POETSII / Orchestrator

The Orchestrator is the configuration and run-time management system for POETS platforms.
1 stars 1 forks source link

RTCL utilises 1 CPU permanently at 100% #238

Closed m8pple closed 3 years ago

m8pple commented 3 years ago

This is related to #236 , but the root cause is a bit different.

Once CommonBase is able to avoid calling OnIdle all the time, we get left with a thread still spinning at 100%:

image

It is just locked in rtcl_func, and looks like it is spinning on a single tiny loop:

image

My reading of x86 is not what it used to be, plus perf profiling is not that accurate, but that test then jal sequence looks like an infinite loop to me. Possibly related to #237

Even if it is not an infinite loop, it is still wasting a huge amount of time and battery. I don't see why it can't sleep for 1ms or something (ideally longer, as that still probably keeps CPUs in a high power state).

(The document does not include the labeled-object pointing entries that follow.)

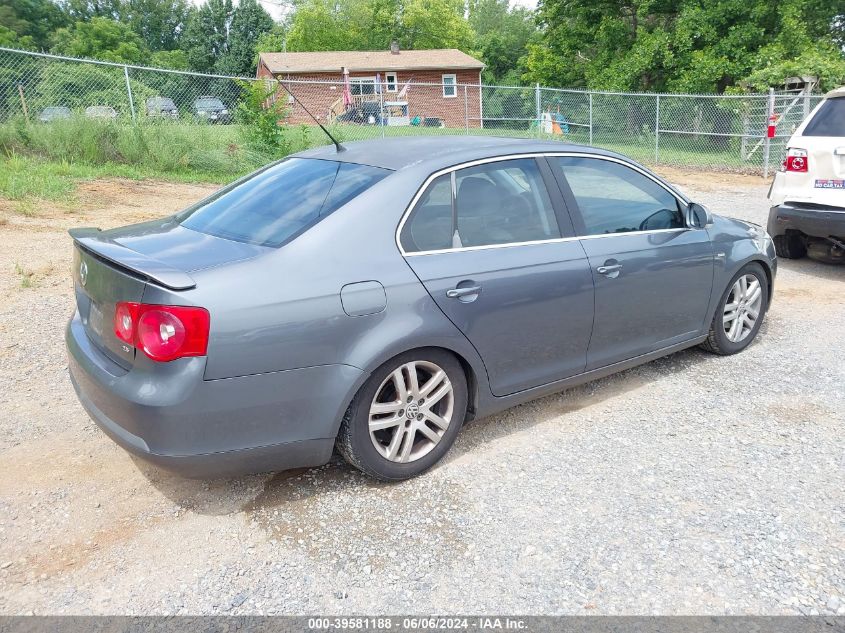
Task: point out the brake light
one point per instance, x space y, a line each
796 160
163 333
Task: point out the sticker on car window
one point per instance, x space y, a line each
830 184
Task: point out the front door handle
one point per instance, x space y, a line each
609 269
457 293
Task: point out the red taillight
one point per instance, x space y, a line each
163 333
796 160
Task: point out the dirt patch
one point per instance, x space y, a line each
37 249
709 181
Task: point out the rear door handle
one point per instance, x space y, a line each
609 269
457 293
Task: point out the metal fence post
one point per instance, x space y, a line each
657 128
129 92
770 110
466 110
381 108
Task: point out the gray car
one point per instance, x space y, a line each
376 298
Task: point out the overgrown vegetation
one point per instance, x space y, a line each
193 151
46 161
259 112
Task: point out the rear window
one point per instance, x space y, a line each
279 202
829 120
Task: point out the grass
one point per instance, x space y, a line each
26 276
46 161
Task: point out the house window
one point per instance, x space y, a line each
390 82
361 86
450 88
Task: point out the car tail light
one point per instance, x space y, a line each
796 160
163 333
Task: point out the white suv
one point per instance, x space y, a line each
808 193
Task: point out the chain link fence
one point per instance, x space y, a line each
717 132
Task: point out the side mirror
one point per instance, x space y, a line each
698 216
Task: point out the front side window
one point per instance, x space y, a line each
829 120
505 202
613 198
277 203
450 88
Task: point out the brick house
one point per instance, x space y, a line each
377 80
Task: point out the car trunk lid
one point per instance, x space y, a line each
98 285
117 265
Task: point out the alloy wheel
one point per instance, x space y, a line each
742 308
411 411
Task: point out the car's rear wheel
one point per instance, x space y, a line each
740 312
406 416
790 245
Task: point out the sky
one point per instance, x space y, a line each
277 8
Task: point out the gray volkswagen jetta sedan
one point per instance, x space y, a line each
374 299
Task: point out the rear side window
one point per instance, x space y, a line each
613 198
502 202
277 203
829 120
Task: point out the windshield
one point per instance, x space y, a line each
277 203
829 120
210 102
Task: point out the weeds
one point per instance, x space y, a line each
26 276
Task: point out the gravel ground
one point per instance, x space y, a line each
692 485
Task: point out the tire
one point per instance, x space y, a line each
790 246
720 341
380 453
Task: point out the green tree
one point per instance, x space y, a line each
100 38
207 34
325 25
160 23
678 45
502 36
249 22
272 41
435 24
86 9
175 60
29 23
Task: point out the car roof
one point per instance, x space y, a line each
440 151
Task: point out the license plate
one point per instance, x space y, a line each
830 184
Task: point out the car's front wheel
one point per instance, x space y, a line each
740 312
406 416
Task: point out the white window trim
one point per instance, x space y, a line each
387 77
454 85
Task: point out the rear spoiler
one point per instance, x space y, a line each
93 241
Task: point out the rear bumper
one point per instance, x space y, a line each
813 222
167 414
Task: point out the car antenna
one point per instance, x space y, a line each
338 146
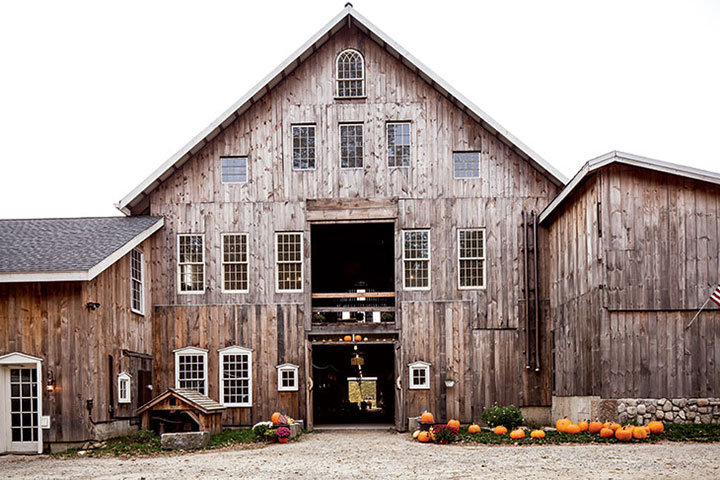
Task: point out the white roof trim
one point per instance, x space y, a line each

m8pple commented 3 years ago

Changing it from:

void * rtcl_func(void * args)
// Thread function spin on the MPI RTC, bleating every so often.
// DO NOT post messages from this thread, because you cannot rely on anything
// being alive at the end to get them, and MPI will block.
{
RTCL::comms_t * pC = static_cast<RTCL::comms_t *>(args);
double t_ = MPI_Wtime();
double t;
for(;;) {
  if (pC->l_kill) break;
  if (pC->l_stop) continue;
  }

to:

void * rtcl_func(void * args)
// Thread function spin on the MPI RTC, bleating every so often.
// DO NOT post messages from this thread, because you cannot rely on anything
// being alive at the end to get them, and MPI will block.
{
RTCL::comms_t * pC = static_cast<RTCL::comms_t *>(args);
double t_ = MPI_Wtime();
double t;
for(;;) {
  if (pC->l_kill) break;
  if (pC->l_stop) {
    OSFixes::sleep(10);
    continue;
  }

reduced CPU massively, and had no discernible effect. Though I'm not really sure where RTCL is used from, or what exactly it delays. I'm assuming that the accuracy with which it prints "TICK" to stdout is not critical, given there will be lots of jitter on the file flushing anyway.

heliosfa commented 3 years ago

RTCL is designed to generate high-precision and high-accuracy events. The use-case of RTCL is to provide these events to another MPI process, e.g. the Mothership(s), on varying schedules. A uniform unloaded spinner was used to avoid needing to faff with variable length sleeps.

Nothing currently uses RTCL in actual deployment (implementation is pending, but will be part of the Supervisor API).

The way forward is that we will not run RTCL for the time being, and will bring it back when functionality using has been implemented.